Z6II has 273 focus points, Z7II has 493. I understand that it means that in a Z7II you can move your single focus point across 493 points and 273 for Z6II. Probably not a major difference but I am not sure what does that mean in reality when you use eye detection.

Does that mean that the Z7II will be a little more accurate when he detect the eye as the camera activates the focus point the closer to the eye ? Does that makes a difference in portrait photography ?


The point of diminishing return for number of focus points is, IMHO, fairly low. It's rare that you will be trying to focus on something much smaller than a single AF point in a modern camera, so once the sensor has 300, 400, or even 1000+ AF points, it doesn't really matter as the AF points are already going to be very granular relative to most targets. Also, if the subject is so far away such that an eyeball or whatever is a lot smaller than a single AF point (i.e. a distant BIF), chances are DOF will be high enough to have the entire subject in focus anyway, so whether or not the AF point is right on the eye wouldn't matter.

Looking at it from the other side, something like a Canon R3 claims every pixel is an AF point (~24 million) with almost 5,000 selectable, and there is nothing special at all about it's AF performance relative to other flagship bodies with a fraction of the advertised AF points.
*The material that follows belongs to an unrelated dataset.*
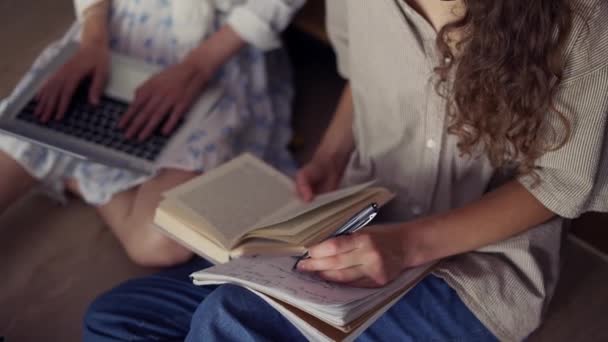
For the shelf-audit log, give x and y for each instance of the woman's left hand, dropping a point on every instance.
(369, 258)
(164, 97)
It was a bigger deal in the DSLR days if comparing a camera with, say, 10 AF points to one with 50AF points, because there were sizable gaps to fill between the AF points that directly affected tracking performance or your ability to easily compose a shot. Modern mirrorless cameras don't really have that problem as most or all of the sensor is covered with plenty of AF points. More is better all else equal, but in my experience anyway, the point at which it doesn't really matter anymore is fairly low.